First the bad news. Some nuked-out PWAs pinning their hopes on abacavir (Ziagen), Glaxo Wellcome’s new contender in the class of nucleoside analog reverse transcriptase inhibitors (NRTIs), may be in for trouble. Several research groups have identified two different resistance phenonema that create cross-resistance among all the nukes, including just-out abacavir. Most forms of NRTI resistance result in a one-for-one switcheroo—the exchange of one of the reverse transcriptase (RT) enzyme’s amino-acid building blocks for another. Because such mutations usually allow the virus to resist only a specific drug, others in the nuke class may still work. But with these newly found hitches—identifiable on some genotypic (viral resistance) tests—that’s not the case.
In one—the so-called 69SSS amino acid insertion—the addition of two extra amino acid building blocks to the RT enzyme causes multi-nuke resistance.
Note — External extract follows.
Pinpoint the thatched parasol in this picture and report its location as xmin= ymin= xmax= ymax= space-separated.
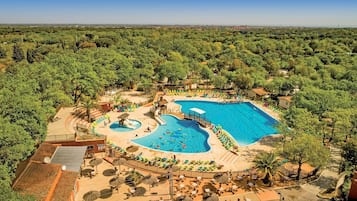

In the other—the Q151M complex—a specific combination of five mutations (test-takers, observe: A62V, V751, F77L, F116Y and Q151M) has the same unfortunate result. Virco researcher Brendan Larder, MD, reports significant abacavir resistance with either of these.
Now for the good news: In studies to date, these problems with nuke cross-resistance have only been seen in 1 percent or 2 percent of participants. And not to worry: the 69SSS insertion and Q151M complex do not create resistance to the nonnucleoside RTIs or to the protease inhibitors.